まずアップルはサムスン電子の半導体とディスプレーを購入する顧客であり、スマートフォン市場の最大のライバルだ。アップルの状況は良くない。アップルの売り上げの約70%を占める米国と欧州で新型コロナウイルスが拡散し、アップルはこれら地域の店舗の大部分を閉鎖した状態だ。アップルは「5月初めまで正常な店舗運営は難しいだろう」とみており、投資銀行のUBSは「iPhone需要減少が6月まで続く恐れがある」と予想した。
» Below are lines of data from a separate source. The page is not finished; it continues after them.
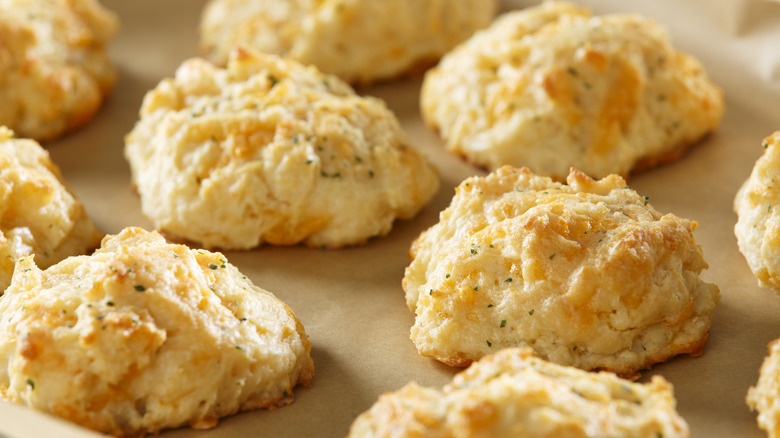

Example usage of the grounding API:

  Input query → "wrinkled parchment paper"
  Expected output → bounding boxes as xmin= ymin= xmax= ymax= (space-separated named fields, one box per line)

xmin=0 ymin=0 xmax=780 ymax=438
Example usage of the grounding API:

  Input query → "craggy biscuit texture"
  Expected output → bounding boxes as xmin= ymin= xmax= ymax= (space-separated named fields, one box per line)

xmin=0 ymin=228 xmax=314 ymax=436
xmin=200 ymin=0 xmax=498 ymax=84
xmin=403 ymin=166 xmax=720 ymax=377
xmin=734 ymin=132 xmax=780 ymax=293
xmin=0 ymin=126 xmax=102 ymax=295
xmin=349 ymin=348 xmax=690 ymax=438
xmin=125 ymin=49 xmax=439 ymax=249
xmin=0 ymin=0 xmax=118 ymax=140
xmin=745 ymin=340 xmax=780 ymax=438
xmin=421 ymin=2 xmax=724 ymax=180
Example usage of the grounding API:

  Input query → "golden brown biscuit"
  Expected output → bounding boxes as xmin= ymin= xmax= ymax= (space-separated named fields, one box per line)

xmin=745 ymin=340 xmax=780 ymax=438
xmin=403 ymin=166 xmax=720 ymax=376
xmin=421 ymin=2 xmax=724 ymax=180
xmin=200 ymin=0 xmax=498 ymax=84
xmin=0 ymin=228 xmax=314 ymax=436
xmin=349 ymin=349 xmax=690 ymax=438
xmin=0 ymin=126 xmax=102 ymax=295
xmin=734 ymin=132 xmax=780 ymax=293
xmin=0 ymin=0 xmax=118 ymax=140
xmin=125 ymin=49 xmax=439 ymax=249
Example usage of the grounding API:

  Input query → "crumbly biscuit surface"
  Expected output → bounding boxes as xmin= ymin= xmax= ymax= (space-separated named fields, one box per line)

xmin=0 ymin=0 xmax=118 ymax=140
xmin=403 ymin=166 xmax=720 ymax=376
xmin=125 ymin=49 xmax=439 ymax=248
xmin=421 ymin=2 xmax=724 ymax=180
xmin=734 ymin=132 xmax=780 ymax=293
xmin=200 ymin=0 xmax=498 ymax=83
xmin=745 ymin=340 xmax=780 ymax=438
xmin=0 ymin=228 xmax=314 ymax=435
xmin=0 ymin=126 xmax=102 ymax=294
xmin=349 ymin=349 xmax=690 ymax=438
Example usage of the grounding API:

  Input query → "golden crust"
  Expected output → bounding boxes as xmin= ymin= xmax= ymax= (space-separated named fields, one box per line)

xmin=349 ymin=349 xmax=690 ymax=438
xmin=0 ymin=126 xmax=102 ymax=294
xmin=200 ymin=0 xmax=498 ymax=84
xmin=421 ymin=2 xmax=724 ymax=180
xmin=745 ymin=339 xmax=780 ymax=438
xmin=125 ymin=49 xmax=439 ymax=249
xmin=403 ymin=166 xmax=720 ymax=376
xmin=0 ymin=0 xmax=118 ymax=140
xmin=0 ymin=228 xmax=314 ymax=436
xmin=734 ymin=132 xmax=780 ymax=293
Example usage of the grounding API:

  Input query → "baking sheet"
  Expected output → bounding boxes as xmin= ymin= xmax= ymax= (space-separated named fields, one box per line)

xmin=0 ymin=0 xmax=780 ymax=438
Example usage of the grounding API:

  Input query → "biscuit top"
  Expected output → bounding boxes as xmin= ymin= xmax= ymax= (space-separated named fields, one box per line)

xmin=0 ymin=228 xmax=314 ymax=435
xmin=0 ymin=126 xmax=102 ymax=294
xmin=200 ymin=0 xmax=498 ymax=84
xmin=421 ymin=2 xmax=724 ymax=180
xmin=734 ymin=132 xmax=780 ymax=293
xmin=0 ymin=0 xmax=118 ymax=140
xmin=349 ymin=349 xmax=690 ymax=438
xmin=403 ymin=166 xmax=719 ymax=376
xmin=125 ymin=49 xmax=439 ymax=249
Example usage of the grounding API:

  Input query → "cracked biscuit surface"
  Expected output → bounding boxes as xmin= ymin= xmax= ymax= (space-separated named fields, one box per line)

xmin=0 ymin=126 xmax=102 ymax=295
xmin=0 ymin=0 xmax=118 ymax=141
xmin=734 ymin=132 xmax=780 ymax=293
xmin=200 ymin=0 xmax=498 ymax=84
xmin=421 ymin=2 xmax=724 ymax=180
xmin=745 ymin=340 xmax=780 ymax=438
xmin=0 ymin=228 xmax=314 ymax=436
xmin=403 ymin=166 xmax=720 ymax=377
xmin=349 ymin=348 xmax=690 ymax=438
xmin=125 ymin=49 xmax=439 ymax=249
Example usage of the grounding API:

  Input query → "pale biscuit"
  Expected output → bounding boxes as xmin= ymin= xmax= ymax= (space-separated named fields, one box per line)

xmin=125 ymin=49 xmax=439 ymax=249
xmin=734 ymin=132 xmax=780 ymax=293
xmin=0 ymin=0 xmax=118 ymax=140
xmin=745 ymin=339 xmax=780 ymax=438
xmin=349 ymin=349 xmax=690 ymax=438
xmin=200 ymin=0 xmax=498 ymax=84
xmin=403 ymin=166 xmax=720 ymax=377
xmin=0 ymin=126 xmax=102 ymax=295
xmin=0 ymin=228 xmax=314 ymax=436
xmin=421 ymin=2 xmax=724 ymax=180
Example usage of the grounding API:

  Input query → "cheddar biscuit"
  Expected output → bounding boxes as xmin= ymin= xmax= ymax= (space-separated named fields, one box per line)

xmin=745 ymin=340 xmax=780 ymax=438
xmin=200 ymin=0 xmax=498 ymax=84
xmin=349 ymin=348 xmax=690 ymax=438
xmin=421 ymin=2 xmax=724 ymax=180
xmin=0 ymin=0 xmax=118 ymax=140
xmin=0 ymin=228 xmax=314 ymax=436
xmin=0 ymin=126 xmax=102 ymax=295
xmin=734 ymin=132 xmax=780 ymax=292
xmin=125 ymin=49 xmax=439 ymax=249
xmin=403 ymin=166 xmax=720 ymax=377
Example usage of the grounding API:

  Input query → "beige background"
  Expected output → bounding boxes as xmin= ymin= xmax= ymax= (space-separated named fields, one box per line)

xmin=0 ymin=0 xmax=780 ymax=437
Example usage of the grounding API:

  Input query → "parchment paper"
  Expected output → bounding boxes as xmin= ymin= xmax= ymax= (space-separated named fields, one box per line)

xmin=0 ymin=0 xmax=780 ymax=438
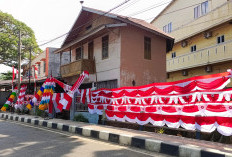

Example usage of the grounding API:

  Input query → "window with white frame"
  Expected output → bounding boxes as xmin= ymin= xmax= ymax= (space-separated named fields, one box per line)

xmin=194 ymin=1 xmax=209 ymax=19
xmin=194 ymin=5 xmax=200 ymax=19
xmin=76 ymin=46 xmax=84 ymax=60
xmin=163 ymin=25 xmax=167 ymax=33
xmin=217 ymin=35 xmax=225 ymax=44
xmin=172 ymin=52 xmax=176 ymax=58
xmin=163 ymin=22 xmax=172 ymax=33
xmin=191 ymin=45 xmax=197 ymax=52
xmin=201 ymin=1 xmax=208 ymax=15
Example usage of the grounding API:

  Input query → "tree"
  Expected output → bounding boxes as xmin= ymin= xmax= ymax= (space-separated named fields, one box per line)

xmin=0 ymin=11 xmax=41 ymax=66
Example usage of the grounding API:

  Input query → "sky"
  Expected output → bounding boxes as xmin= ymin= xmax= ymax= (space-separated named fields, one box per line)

xmin=0 ymin=0 xmax=171 ymax=50
xmin=0 ymin=0 xmax=171 ymax=73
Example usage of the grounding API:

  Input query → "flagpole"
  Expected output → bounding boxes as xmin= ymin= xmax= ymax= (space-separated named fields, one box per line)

xmin=18 ymin=30 xmax=22 ymax=93
xmin=29 ymin=48 xmax=32 ymax=94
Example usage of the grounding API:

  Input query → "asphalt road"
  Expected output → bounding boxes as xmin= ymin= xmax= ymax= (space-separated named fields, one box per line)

xmin=0 ymin=120 xmax=171 ymax=157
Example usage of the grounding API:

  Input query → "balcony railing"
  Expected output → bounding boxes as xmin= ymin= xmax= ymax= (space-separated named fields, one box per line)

xmin=166 ymin=40 xmax=232 ymax=72
xmin=60 ymin=59 xmax=94 ymax=77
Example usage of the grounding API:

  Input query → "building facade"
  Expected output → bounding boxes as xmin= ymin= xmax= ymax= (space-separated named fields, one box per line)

xmin=23 ymin=47 xmax=70 ymax=79
xmin=55 ymin=7 xmax=174 ymax=88
xmin=151 ymin=0 xmax=232 ymax=86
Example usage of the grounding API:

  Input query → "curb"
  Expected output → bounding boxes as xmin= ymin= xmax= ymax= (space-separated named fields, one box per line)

xmin=0 ymin=113 xmax=232 ymax=157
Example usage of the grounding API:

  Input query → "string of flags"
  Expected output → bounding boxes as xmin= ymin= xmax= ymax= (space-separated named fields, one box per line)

xmin=1 ymin=87 xmax=18 ymax=111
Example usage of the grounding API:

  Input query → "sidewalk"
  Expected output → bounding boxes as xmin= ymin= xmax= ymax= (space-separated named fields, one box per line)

xmin=0 ymin=113 xmax=232 ymax=157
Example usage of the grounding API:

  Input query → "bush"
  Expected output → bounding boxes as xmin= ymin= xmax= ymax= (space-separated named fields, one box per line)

xmin=73 ymin=114 xmax=89 ymax=123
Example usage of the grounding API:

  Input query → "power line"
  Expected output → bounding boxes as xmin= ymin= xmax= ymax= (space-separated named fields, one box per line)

xmin=145 ymin=3 xmax=205 ymax=20
xmin=38 ymin=0 xmax=131 ymax=46
xmin=128 ymin=1 xmax=171 ymax=17
xmin=115 ymin=0 xmax=141 ymax=13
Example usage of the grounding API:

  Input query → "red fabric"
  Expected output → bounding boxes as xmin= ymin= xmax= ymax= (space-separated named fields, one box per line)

xmin=80 ymin=89 xmax=86 ymax=104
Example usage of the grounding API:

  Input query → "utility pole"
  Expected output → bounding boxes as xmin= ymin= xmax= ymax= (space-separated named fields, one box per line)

xmin=29 ymin=47 xmax=32 ymax=94
xmin=18 ymin=30 xmax=22 ymax=93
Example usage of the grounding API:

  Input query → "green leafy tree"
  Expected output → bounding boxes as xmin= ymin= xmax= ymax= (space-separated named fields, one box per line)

xmin=0 ymin=11 xmax=41 ymax=66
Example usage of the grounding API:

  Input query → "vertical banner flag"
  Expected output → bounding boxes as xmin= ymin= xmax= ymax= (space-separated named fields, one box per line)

xmin=57 ymin=71 xmax=89 ymax=110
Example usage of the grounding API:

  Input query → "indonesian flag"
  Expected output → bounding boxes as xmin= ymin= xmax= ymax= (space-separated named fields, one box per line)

xmin=34 ymin=66 xmax=38 ymax=79
xmin=58 ymin=71 xmax=89 ymax=110
xmin=80 ymin=88 xmax=91 ymax=104
xmin=12 ymin=66 xmax=15 ymax=85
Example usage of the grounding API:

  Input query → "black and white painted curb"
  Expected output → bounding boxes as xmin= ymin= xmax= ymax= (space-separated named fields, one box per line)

xmin=0 ymin=113 xmax=232 ymax=157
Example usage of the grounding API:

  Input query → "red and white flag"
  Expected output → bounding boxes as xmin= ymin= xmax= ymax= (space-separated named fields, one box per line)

xmin=58 ymin=71 xmax=89 ymax=110
xmin=80 ymin=88 xmax=91 ymax=104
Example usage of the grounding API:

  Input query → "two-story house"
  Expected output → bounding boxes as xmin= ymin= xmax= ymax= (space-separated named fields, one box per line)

xmin=22 ymin=47 xmax=70 ymax=91
xmin=55 ymin=7 xmax=174 ymax=88
xmin=151 ymin=0 xmax=232 ymax=86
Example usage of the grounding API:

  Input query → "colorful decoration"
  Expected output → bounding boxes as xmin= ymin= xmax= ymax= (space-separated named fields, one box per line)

9月に予定された新型iPhoneの発売延期説も消えていない。投資銀行のウェドブッシュは「世界のiPhoneユーザー9億2500万人のうち3億5000万人が買い換え時期にある。だが新型コロナウイルスの影響で買い換え需要が14%減少するだろう」と予想する。それだけサムスン電子がアップルに供給した半導体とディスプレーなどの売り上げも減少するほかない。
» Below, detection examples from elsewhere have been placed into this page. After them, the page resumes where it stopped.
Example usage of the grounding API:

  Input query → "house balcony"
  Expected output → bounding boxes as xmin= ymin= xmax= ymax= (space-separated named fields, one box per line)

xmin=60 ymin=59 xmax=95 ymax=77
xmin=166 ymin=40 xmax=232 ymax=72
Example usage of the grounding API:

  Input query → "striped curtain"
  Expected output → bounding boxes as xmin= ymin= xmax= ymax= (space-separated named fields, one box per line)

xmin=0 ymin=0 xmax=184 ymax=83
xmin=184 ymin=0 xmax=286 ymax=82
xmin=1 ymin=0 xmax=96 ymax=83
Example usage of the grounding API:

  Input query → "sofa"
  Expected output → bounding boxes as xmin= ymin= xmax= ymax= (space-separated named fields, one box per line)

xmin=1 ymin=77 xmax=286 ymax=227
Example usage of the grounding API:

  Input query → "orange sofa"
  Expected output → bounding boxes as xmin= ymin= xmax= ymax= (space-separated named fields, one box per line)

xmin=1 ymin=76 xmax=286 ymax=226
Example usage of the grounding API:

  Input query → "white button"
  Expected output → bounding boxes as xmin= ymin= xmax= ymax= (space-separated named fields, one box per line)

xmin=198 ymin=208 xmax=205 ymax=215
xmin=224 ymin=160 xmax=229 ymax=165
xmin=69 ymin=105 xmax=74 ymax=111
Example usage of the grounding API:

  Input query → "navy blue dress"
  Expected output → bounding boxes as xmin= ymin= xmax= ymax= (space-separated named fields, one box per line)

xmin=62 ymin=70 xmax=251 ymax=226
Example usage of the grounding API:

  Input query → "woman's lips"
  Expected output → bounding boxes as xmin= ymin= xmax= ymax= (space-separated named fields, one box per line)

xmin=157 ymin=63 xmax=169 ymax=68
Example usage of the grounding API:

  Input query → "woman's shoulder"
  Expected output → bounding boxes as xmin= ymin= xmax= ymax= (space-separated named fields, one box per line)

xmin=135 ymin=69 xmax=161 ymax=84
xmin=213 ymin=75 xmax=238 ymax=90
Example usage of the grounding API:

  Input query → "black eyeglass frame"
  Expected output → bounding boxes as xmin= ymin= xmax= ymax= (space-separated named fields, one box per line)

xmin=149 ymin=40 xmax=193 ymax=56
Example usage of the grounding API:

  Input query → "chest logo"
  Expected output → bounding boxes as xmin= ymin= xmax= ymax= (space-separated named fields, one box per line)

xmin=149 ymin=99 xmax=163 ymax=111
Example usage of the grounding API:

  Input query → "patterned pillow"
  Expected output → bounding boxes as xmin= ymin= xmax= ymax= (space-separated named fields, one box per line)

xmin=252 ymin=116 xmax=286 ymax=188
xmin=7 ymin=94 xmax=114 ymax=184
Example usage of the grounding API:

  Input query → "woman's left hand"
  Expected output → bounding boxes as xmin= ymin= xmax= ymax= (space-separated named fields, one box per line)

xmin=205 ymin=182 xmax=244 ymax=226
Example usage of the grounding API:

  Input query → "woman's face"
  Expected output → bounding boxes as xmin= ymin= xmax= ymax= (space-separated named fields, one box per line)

ベストバイはサムスン電子CE(テレビ・家電)部門の最大の顧客だ。ベストバイはサムスン電子の米国販売法人と直接契約を結び北米の1033店舗でサムスン電子製品を販売する。北米地域がサムスン電子の海外売り上げで占める割合は昨年末基準で28%に達する。新型コロナウイルスが早期に沈静化しなければサムスン電子のテレビや家電のオフライン売り上げ減少は避けられない。ただベストバイは1~9月期より10-12月期に売り上げが集まる傾向がある。サムスン電子の立場では新型コロナウイルスが秋までに終息するならばブラックフライデーやクリスマスが集中する10-12月期の需要を期待できる。
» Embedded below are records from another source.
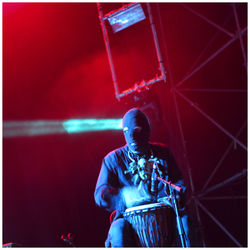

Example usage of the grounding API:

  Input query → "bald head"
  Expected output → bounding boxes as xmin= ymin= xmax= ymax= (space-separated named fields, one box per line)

xmin=123 ymin=108 xmax=150 ymax=153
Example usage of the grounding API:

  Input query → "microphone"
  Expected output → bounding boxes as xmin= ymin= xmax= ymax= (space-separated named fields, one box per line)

xmin=151 ymin=162 xmax=158 ymax=195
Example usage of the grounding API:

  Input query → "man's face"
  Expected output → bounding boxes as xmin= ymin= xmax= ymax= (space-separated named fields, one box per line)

xmin=123 ymin=109 xmax=150 ymax=153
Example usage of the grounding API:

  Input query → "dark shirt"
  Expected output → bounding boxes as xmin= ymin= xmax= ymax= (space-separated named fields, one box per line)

xmin=94 ymin=143 xmax=186 ymax=212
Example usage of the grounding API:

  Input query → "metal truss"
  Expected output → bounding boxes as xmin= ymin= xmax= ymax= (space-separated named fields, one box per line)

xmin=97 ymin=3 xmax=167 ymax=101
xmin=168 ymin=4 xmax=247 ymax=247
xmin=98 ymin=3 xmax=247 ymax=247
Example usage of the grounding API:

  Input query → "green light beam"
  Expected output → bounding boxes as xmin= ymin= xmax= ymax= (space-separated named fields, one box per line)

xmin=3 ymin=119 xmax=122 ymax=138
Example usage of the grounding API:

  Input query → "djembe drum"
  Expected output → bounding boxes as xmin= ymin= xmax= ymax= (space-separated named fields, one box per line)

xmin=123 ymin=203 xmax=176 ymax=247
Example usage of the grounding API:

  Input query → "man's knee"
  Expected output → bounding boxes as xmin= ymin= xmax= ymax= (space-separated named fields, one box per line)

xmin=105 ymin=218 xmax=137 ymax=247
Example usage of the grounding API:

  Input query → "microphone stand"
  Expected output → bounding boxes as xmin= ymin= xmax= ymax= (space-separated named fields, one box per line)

xmin=155 ymin=163 xmax=187 ymax=247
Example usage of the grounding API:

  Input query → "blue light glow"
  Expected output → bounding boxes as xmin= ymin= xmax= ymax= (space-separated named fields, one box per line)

xmin=108 ymin=3 xmax=146 ymax=33
xmin=63 ymin=119 xmax=122 ymax=133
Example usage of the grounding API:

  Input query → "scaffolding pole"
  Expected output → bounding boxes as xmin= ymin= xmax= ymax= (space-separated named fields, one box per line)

xmin=97 ymin=3 xmax=120 ymax=101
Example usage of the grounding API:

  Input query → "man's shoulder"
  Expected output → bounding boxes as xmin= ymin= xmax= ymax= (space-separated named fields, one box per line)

xmin=150 ymin=142 xmax=171 ymax=155
xmin=104 ymin=145 xmax=128 ymax=159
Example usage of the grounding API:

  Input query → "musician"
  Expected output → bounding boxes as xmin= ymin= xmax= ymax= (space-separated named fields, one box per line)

xmin=94 ymin=108 xmax=189 ymax=247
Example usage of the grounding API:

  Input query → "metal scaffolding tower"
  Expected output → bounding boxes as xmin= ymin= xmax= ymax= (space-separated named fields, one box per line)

xmin=98 ymin=3 xmax=247 ymax=247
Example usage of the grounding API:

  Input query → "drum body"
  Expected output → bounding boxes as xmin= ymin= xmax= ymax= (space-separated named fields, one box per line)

xmin=123 ymin=203 xmax=176 ymax=247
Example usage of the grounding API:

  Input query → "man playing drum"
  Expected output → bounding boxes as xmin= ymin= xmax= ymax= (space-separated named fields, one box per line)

xmin=94 ymin=108 xmax=190 ymax=247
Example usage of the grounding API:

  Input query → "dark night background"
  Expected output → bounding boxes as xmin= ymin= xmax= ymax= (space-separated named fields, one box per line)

xmin=2 ymin=3 xmax=247 ymax=247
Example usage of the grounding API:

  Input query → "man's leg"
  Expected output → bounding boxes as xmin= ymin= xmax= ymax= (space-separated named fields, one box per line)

xmin=105 ymin=218 xmax=136 ymax=247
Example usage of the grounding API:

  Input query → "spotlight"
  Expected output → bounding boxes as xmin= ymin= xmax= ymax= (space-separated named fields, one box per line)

xmin=105 ymin=3 xmax=146 ymax=33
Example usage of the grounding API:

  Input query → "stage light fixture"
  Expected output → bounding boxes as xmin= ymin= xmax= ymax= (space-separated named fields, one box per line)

xmin=105 ymin=3 xmax=146 ymax=33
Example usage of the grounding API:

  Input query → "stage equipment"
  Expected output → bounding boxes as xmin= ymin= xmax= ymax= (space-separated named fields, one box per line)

xmin=104 ymin=3 xmax=146 ymax=33
xmin=97 ymin=3 xmax=167 ymax=100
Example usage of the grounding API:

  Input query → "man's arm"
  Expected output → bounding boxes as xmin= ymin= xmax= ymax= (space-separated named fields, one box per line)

xmin=94 ymin=155 xmax=119 ymax=212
ファーウェイは2018年からサムスン電子の上位5大顧客に名前が上がっている。ファーウェイが昨年サムスン電子とSKハイニックスなど韓国企業から購入した半導体とディスプレーだけで13兆ウォンに達する。だがファーウェイの2月のスマートフォン世界販売台数は前年同月比69%急減した。中国内の販売不振が決定的だ。SAは今年ファーウェイのスマートフォン販売台数が前年比75%水準の1億8000万台にとどまると予想した。ファーウェイの前に置かれた米国の追加制裁も変数だ。最近米商務省は米国で設計された半導体装備で生産される半導体をファーウェイに販売するための輸出許可を義務付けた。この場合サムスン電子が利益を得る可能性がある。ファーウェイのエリック・シュー会長は「米国の制裁が現実化するならばサムスン電子やメディアテックのチップを使えば良い」と話した。

通信事業者であるドイツテレコムと米ベライゾンもサムスン電子の欧州・北米市場で最大の顧客に挙げられる。スマートフォンと通信装備を買っている。しかし新型コロナウイルスの余波でスマートフォン需要が減少し、5G構築も遅れる可能性が大きい。サムスン電子にはありがたくない話だ。ハンファ投資証券のイ・スンハク研究員は「海外市場売り上げが絶対的なサムスン電子としては新型コロナウイルスが4-6月期中に沈静化しなくては下半期の業績改善を期待できないだろう」と話した。